In a recent decision (BGE 143 III 51, 21 November 2016), the Swiss Federal Tribunal refused the recognition of a certificate of inheritance ("acte d'hoirie") established by an Egyptian Court. The Federal Tribunal considered the certificate of inheritance to be manifestly incompatible with the Swiss public policy ("ordre public") by contradicting the fundamental principles of the Swiss legal order in an unacceptable way.

B. Facts

The deceased, an Egyptian citizen born in 1940 and of Muslim faith died on 10 March 2007 without leaving any descendants or ascendants. He was married to a German citizen of Christian faith according to Egyptian and Sharia law. His estate includes properties located in France and Egypt, as well as movable assets deposited with banks in France, Germany, and Switzerland. On 5 May 2007 the Court for Family Affairs in Egypt issued the certificate of inheritance and ordered the devolution of the estate to the siblings of the deceased. The wife of the deceased did not participate in the procedure of the certificate of inheritance. Moreover, she was not mentioned therein. On 6 August 2010 the siblings of the deceased, wishing to receive the assets deposited in the two banks in Geneva, applied to the Court of First Instance of Geneva for recognition of the certificate of inheritance issued by the Egyptian Court. On 5 July 2011 the Court of First Instance of Geneva declared the application for recognition inadmissible as the certification of inheritance has neither been submitted in original nor with any additional certificate confirming that the certificate of inheritance has attained legal force. The judgement of the Court of First Instance of Geneva was affirmed by the Cantonal Court of Geneva on 23 March 2012.
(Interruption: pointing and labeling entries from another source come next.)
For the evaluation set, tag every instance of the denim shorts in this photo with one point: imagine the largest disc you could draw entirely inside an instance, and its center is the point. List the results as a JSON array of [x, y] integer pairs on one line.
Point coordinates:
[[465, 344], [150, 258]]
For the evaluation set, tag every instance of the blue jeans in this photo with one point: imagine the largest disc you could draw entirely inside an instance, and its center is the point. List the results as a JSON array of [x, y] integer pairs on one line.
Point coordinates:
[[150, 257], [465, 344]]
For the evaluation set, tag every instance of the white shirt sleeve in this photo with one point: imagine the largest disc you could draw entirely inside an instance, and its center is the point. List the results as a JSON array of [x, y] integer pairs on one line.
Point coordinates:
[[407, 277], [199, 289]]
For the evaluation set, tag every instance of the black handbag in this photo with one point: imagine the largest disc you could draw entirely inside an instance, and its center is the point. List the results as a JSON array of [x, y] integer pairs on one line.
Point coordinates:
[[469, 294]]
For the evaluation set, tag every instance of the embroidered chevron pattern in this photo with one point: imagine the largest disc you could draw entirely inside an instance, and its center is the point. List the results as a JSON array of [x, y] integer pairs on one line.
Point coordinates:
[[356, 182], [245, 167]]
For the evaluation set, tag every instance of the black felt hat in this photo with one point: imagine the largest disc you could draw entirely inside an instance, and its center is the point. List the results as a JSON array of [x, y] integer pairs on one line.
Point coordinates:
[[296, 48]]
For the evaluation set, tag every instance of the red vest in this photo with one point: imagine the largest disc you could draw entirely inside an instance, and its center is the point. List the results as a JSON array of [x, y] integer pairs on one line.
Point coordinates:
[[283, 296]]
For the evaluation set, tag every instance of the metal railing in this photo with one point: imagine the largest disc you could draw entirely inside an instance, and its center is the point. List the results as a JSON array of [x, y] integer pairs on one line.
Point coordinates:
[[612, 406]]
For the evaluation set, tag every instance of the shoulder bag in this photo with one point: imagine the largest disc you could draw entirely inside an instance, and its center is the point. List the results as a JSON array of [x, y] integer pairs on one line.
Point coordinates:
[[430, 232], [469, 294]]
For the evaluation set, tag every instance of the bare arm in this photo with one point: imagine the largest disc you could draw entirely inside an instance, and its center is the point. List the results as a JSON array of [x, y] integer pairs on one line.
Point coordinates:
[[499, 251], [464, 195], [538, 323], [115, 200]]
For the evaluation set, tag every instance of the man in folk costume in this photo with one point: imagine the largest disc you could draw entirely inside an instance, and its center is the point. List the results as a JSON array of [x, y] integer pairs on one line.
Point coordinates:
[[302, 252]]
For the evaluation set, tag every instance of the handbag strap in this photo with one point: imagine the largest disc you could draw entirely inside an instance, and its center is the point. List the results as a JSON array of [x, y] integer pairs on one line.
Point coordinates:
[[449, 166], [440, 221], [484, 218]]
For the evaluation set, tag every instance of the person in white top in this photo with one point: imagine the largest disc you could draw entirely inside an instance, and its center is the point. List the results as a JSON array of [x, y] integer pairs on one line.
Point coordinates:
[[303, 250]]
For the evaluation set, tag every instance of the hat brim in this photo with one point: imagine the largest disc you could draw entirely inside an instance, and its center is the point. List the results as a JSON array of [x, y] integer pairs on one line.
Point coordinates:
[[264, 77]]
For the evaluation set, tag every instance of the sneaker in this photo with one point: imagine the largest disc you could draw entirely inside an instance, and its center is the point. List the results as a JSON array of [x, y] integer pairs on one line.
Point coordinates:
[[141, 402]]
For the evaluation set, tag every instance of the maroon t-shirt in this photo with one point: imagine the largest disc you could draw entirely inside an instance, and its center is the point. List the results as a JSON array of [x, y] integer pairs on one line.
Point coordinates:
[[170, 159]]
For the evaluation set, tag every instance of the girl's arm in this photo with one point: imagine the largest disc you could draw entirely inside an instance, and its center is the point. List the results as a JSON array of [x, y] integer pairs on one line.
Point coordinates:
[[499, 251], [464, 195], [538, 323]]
However, on 18 July 2012 the second Civil Law Department of the Federal Tribunal admitted the appeal of the siblings and remitted the case to the Court of First Instance of Geneva for reconsideration. On 20 July 2015 the Court of First Instance of Geneva recognised and declared enforceable the certificate of inheritance. On 22 April 2016 the Cantonal Court of Geneva set aside this judgement of the Court of First Instance and rejected the application for recognition of the certificate of inheritance. Finally, the siblings lodged an appeal in civil matters and a constitutional appeal before the Federal Tribunal.

C. Summary

The Federal Tribunal stated that the Egyptian legislation does not recognise the succession between a Muslim and a non-Muslim. Moreover, under the Egyptian legislation, female descendants inherit only half of what male descendants inherit. Consequently, the recognition of the present certificate of inheritance in Switzerland would lead to the point that, on one hand, the widow could not assert any rights regarding the movable assets located in Switzerland due to her religion and, on the other hand, the sisters of the deceased could only claim fewer rights than their brothers due to their sex. These consequences therefore violate the Swiss fundamental principle of non-discrimination; inter alia, gender and religious convictions which fall within the scope of the Swiss public policy. Such drastic discriminations are not acceptable from a Swiss point of view even where the only connection to Switzerland is the location of the movable assets.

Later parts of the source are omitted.